Visitors look at an explanation of the CPU semiconductor package substrate manufacturing process at Samsung Electronics booth set up at a semiconductor expo in the western city of Incheon, Sept. 4. Yonhap
The global semiconductor boom fueled by artificial intelligence (AI) demand is projected to continue through the end of next year, the central bank said Thursday.
"At this point, it seems the semiconductor cycle will extend into next year, though it is hard to predict whether it will last through 2027," the Bank of Korea (BOK) official Lee Ji-ho told a press briefing on the economic outlook.
"The semiconductor upcycle usually lasts around two years, but the current one may be prolonged by the global AI boom. If it continues until late 2026, its duration will be comparable to the IT bubble in around 2000," he added.
The Korean economy has been on a recovery track, supported by strong global demand for semiconductors and subsequent export strength, as well as improving consumer sentiment.
In October, exports rose 3.6 percent from a year earlier to $59.57 billion, extending gains for a fifth straight month, despite weaker shipments to the United States amid its aggressive tariff measures.
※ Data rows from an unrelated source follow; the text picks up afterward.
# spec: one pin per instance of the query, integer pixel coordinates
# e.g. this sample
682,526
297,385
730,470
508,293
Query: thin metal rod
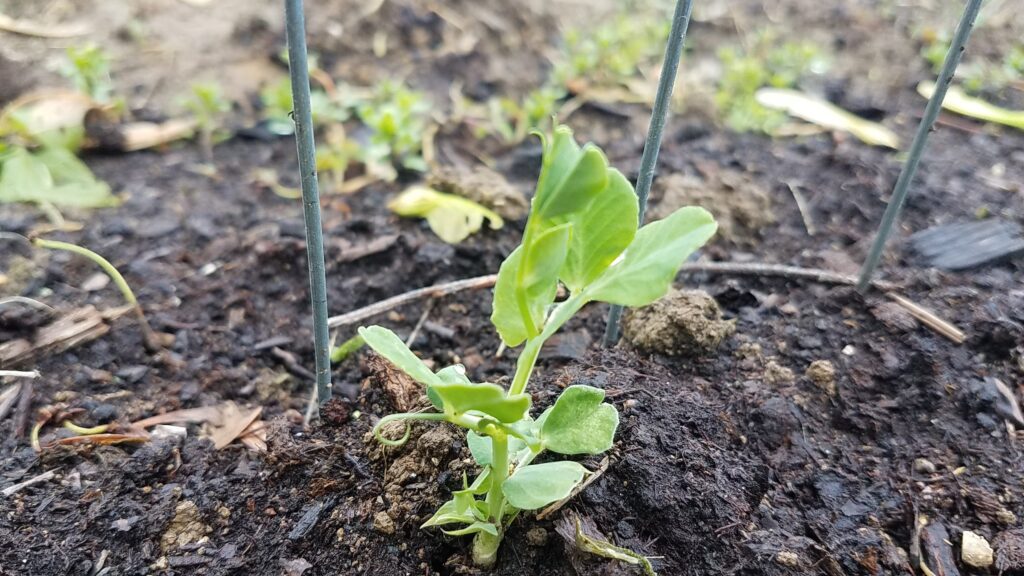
956,49
302,114
658,116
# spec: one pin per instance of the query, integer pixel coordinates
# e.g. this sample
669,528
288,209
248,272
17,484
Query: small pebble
924,465
383,523
975,550
537,536
787,559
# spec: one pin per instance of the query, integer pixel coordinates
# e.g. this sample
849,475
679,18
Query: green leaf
600,233
537,284
580,422
569,178
452,217
487,399
386,343
651,261
479,447
450,513
53,175
473,529
539,485
24,178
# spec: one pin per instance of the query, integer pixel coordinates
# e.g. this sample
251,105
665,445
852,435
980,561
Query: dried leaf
233,421
452,217
826,115
957,100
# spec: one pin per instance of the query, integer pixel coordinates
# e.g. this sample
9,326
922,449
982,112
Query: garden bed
812,440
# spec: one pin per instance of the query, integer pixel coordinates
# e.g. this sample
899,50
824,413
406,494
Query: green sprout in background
765,64
88,68
208,106
582,233
396,117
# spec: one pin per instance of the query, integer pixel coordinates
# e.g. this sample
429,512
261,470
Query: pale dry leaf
957,100
233,422
826,115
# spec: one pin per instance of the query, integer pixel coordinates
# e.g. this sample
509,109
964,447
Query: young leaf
473,529
386,343
23,178
479,447
532,288
539,485
651,261
569,178
452,217
600,233
485,398
580,422
450,513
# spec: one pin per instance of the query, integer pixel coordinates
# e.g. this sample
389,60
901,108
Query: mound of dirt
683,323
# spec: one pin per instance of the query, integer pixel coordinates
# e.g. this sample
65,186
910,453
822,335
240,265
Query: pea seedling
582,232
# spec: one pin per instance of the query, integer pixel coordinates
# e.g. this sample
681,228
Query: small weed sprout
208,106
153,340
582,232
88,68
765,64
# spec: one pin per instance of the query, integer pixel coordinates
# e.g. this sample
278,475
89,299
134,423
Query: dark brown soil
733,462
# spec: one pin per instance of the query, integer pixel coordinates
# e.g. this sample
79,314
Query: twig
18,374
11,490
658,116
419,324
7,400
24,407
740,269
576,491
956,49
26,301
435,291
928,318
298,67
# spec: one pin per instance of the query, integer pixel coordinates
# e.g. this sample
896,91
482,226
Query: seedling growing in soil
88,68
208,105
397,118
153,340
744,72
582,232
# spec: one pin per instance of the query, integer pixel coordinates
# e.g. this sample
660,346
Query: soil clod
683,323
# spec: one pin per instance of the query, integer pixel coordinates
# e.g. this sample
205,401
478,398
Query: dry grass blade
27,28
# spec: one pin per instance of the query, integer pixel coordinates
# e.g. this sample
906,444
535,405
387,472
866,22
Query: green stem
561,315
485,545
499,471
150,338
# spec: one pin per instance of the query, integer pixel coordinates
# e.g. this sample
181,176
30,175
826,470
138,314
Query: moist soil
812,441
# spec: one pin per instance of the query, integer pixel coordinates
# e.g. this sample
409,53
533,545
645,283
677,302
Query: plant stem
299,69
485,545
901,190
150,339
658,116
527,359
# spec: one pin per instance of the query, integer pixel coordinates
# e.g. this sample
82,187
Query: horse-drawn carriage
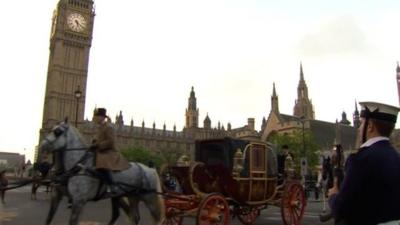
230,177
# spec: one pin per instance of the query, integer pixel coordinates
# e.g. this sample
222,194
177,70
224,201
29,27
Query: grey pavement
21,210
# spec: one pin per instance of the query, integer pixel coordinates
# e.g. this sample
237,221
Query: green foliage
295,143
142,155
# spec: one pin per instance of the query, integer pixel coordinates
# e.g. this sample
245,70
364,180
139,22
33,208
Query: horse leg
54,203
134,210
155,204
33,190
3,192
76,211
115,210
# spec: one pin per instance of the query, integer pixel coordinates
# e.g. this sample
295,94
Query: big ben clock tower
70,42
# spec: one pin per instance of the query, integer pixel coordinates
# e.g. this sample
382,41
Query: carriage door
258,172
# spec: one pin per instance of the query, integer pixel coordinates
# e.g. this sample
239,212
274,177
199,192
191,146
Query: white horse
79,180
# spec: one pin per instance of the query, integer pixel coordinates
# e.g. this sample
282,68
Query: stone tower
303,106
398,79
356,117
192,112
70,42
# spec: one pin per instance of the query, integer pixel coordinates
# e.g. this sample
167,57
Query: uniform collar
373,141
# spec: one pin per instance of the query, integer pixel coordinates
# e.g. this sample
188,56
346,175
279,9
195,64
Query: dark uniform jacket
370,192
107,156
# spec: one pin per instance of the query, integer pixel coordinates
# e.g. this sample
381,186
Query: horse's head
56,139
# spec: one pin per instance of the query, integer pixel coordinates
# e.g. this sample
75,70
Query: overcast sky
146,55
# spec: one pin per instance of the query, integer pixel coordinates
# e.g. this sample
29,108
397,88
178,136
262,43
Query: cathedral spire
356,117
274,101
303,106
192,112
301,72
398,79
398,68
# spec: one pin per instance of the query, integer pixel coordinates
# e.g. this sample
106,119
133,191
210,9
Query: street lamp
302,120
303,161
78,95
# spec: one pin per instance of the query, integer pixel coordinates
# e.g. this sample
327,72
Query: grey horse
138,183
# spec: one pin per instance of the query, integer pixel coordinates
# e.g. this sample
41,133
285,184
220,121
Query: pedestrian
369,194
108,158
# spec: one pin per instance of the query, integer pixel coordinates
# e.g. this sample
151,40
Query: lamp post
303,160
304,143
78,95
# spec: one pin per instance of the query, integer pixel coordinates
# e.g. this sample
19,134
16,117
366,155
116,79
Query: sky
146,56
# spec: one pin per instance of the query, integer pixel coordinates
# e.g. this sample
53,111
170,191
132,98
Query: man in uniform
108,159
370,192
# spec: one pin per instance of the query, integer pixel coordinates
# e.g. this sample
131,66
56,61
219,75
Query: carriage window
258,158
57,132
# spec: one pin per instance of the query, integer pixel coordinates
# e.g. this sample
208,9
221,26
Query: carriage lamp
78,95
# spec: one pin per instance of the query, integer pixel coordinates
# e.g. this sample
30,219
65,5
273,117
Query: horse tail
160,199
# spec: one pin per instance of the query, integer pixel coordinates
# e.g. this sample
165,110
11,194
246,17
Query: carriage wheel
247,215
293,204
213,210
171,218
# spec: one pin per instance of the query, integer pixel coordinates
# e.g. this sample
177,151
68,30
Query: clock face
76,22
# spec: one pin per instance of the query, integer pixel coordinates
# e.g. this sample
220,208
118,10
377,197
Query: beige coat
107,156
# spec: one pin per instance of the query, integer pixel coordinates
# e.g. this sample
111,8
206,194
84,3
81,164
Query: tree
295,142
142,155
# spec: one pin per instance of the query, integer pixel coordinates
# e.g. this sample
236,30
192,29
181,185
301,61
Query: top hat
101,112
379,111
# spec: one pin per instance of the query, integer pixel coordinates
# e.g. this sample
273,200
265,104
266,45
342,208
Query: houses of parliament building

Particularly, chip exports surged 25.4 percent on-year to $15.73 billion, the highest ever for the month of October and the eighth consecutive month of on-year growth.
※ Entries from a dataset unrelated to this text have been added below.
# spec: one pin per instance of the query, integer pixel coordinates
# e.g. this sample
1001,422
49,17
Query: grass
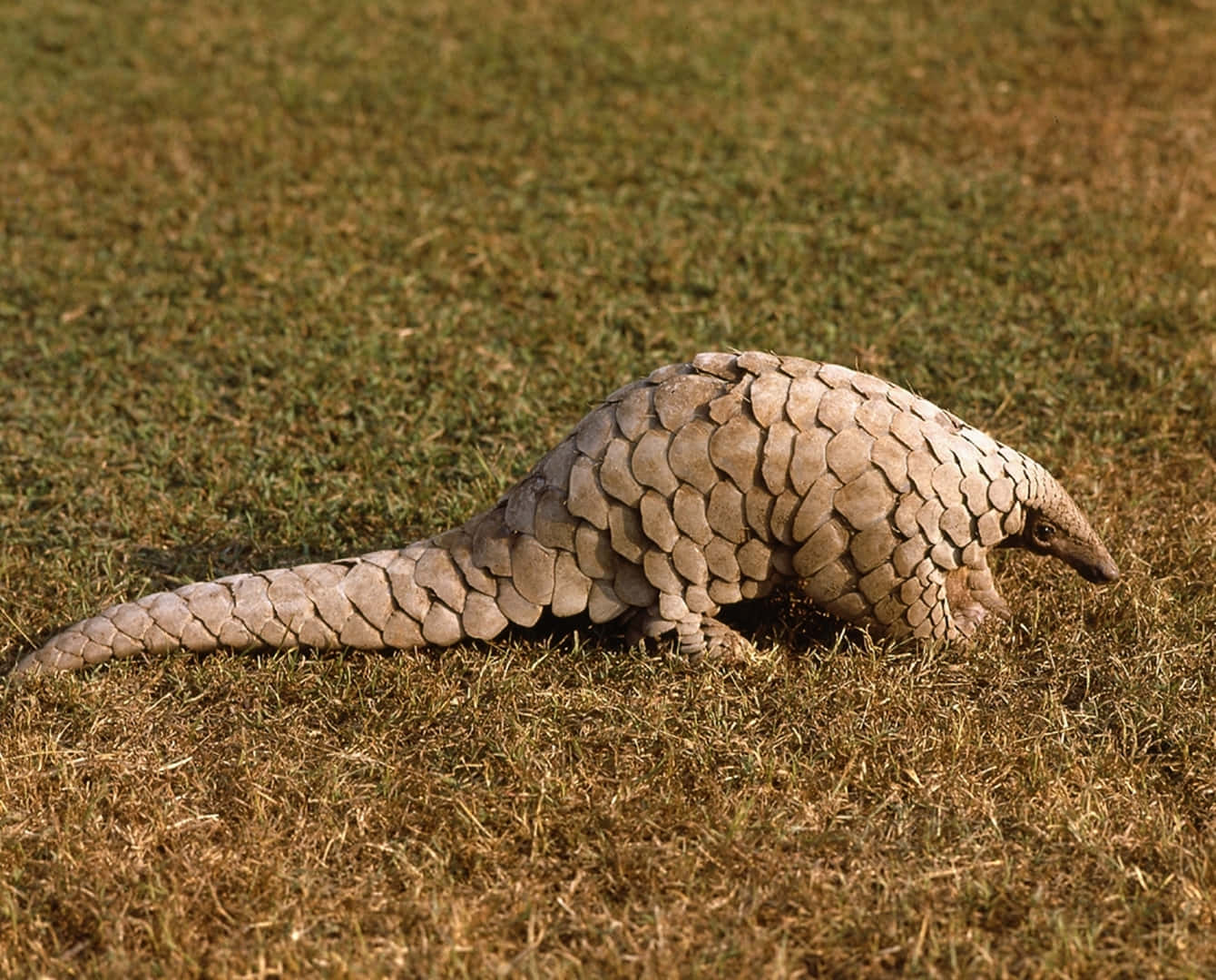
282,283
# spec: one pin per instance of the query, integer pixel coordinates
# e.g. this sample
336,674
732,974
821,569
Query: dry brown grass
286,283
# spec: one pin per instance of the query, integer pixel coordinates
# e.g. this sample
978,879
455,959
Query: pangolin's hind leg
701,637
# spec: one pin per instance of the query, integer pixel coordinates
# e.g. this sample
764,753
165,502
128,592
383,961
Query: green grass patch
281,285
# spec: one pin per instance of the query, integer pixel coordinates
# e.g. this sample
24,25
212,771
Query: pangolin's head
1054,524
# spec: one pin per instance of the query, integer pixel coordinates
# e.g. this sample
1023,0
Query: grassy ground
287,282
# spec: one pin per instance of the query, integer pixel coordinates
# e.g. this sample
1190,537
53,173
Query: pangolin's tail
433,593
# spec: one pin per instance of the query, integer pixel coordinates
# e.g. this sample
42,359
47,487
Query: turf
287,282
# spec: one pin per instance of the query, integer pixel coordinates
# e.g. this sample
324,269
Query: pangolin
698,486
Reflecting these trends, the BOK revised up its 2025 economic growth forecast to 1 percent from 0.9 percent and raised its 2026 outlook to 1.8 percent from the previous 1.6 percent.
"Of the 0.1 percentage-point upward revision in this year's growth outlook, the semiconductor sector contributed 0.05 percentage point," BOK Deputy Gov. Kim Woong said.
The chip industry also accounted for 0.1 percentage point of the 0.2 percentage-point upgrade for next year, he added.
But the central bank cautioned that it is premature to view the economy as entering a full-fledged recovery. Excluding the IT manufacturing sector, next year's growth rate would be 1.4 percent, a level that cannot be considered "strong or sufficient," Lee said.
The BOK also pointed to the weak Korean won as a key concern, warning that a persistently high exchange rate could deepen economic disparities, particularly between major exporters and small and mid-sized businesses.